City bonuses are likely to disappoint again this year, with a report predicting flat bonus pools along with a huge divide between star bankers and their colleagues.

City bonuses are likely to disappoint again this year, with a report predicting flat bonus pools along with a huge divide between star bankers and their colleagues.

While most investment bankers in Europe will see no increase in their bonuses from last year, or even lower numbers, the top performers can expect increases of up to 15 per cent, according to an annual report by Armstrong International, the financial services executive search firm.

It surveyed more than 70 businesses across the fixed income, equity, investment banking and private banking divisions of 11 investment banks: Barclays Capital, BNP Paribas, Citigroup, Credit Suisse First Boston, Deutsche Bank, JP Morgan, Goldman Sachs, Lehman Brothers, Merrill Lynch, Morgan Stanley and Société Générale.
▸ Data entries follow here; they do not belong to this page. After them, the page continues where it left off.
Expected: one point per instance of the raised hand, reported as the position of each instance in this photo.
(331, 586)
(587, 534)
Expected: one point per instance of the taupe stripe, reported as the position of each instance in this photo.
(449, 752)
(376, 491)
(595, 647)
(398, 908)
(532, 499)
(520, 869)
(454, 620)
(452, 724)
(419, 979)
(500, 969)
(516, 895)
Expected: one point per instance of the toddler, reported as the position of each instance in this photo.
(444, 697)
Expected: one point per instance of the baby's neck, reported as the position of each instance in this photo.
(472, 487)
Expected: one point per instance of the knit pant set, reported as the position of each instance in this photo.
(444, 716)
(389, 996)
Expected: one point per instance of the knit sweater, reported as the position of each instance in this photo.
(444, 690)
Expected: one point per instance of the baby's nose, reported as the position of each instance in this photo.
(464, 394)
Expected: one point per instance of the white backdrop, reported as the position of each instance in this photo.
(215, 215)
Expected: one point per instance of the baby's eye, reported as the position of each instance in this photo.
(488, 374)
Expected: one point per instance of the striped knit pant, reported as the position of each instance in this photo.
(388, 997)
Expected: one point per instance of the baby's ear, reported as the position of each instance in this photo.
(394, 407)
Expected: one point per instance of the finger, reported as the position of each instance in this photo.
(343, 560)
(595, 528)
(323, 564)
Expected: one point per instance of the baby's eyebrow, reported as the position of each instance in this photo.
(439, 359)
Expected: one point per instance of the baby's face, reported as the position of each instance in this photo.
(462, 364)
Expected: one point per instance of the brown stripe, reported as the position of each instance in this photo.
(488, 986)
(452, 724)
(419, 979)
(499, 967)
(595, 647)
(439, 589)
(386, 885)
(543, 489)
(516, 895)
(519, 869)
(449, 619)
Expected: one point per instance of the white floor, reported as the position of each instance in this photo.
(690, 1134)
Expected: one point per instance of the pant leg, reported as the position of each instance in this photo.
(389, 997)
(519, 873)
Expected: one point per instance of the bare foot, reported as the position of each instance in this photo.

A banker at CSFB confirmed the report's findings, saying he expected bonuses to be flat overall. Aidan Kennedy, a partner of Armstrong, said: "Expectations definitely exceed actual numbers in several areas. There will be some disappointed faces, but what they will realise is that this year has been in similar fashion to last year."

Some of the top US investment banks such as Goldman Sachs, Lehman Brothers and Morgan Stanley, pay out their bonuses in December, while the remainder pay them in January or February. Several US banks want to bring their bonuses forward into the pre-Christmas period, "preferring to have everybody's mind focused on new business and the strategy in the new year", Mr Kennedy said.

Investment banking bonuses are likely to be flat this year compared with last year, as mergers and acquisitions activity has not picked up as expected. But banks will take from the bottom earners to give increases of up to 20 per cent to the top performers, Mr Kennedy said.

Bonuses in most areas, ranging from capital markets, credit derivatives, interest rate trading and investment banking to equity research and trading, are set to be broadly flat this year, the report said. Only senior bankers working in leveraged finance and equity derivatives, which have performed much better than last year, can expect to see their bonuses rising by up to 30 per cent. Barclays has hired heavily in equity derivatives and could be a serious threat to the more established competitors such as BNP Paribas, SocGen and JP Morgan. HSBC is likely to follow suit next year, the report said.

Last year, bankers working in fixed income pocketed higher bonuses, but since then credit derivatives trading has been hit by a combination of difficult market conditions, regulatory changes and growing competition, leading to declining margins. European banks such as Deutsche Bank, Barclays Capital and BNP Paribas have become rivals to the US banks, which have traditionally dominated in this area. In the wake of increased hiring, bonuses will be largely flat this year, but the highest-paid traders can still look forward to bonuses of more than $3m (£1.6m).

Base salaries in the City have not changed much over the past four years, with most banks paying similar salaries across different levels, Mr Kennedy said.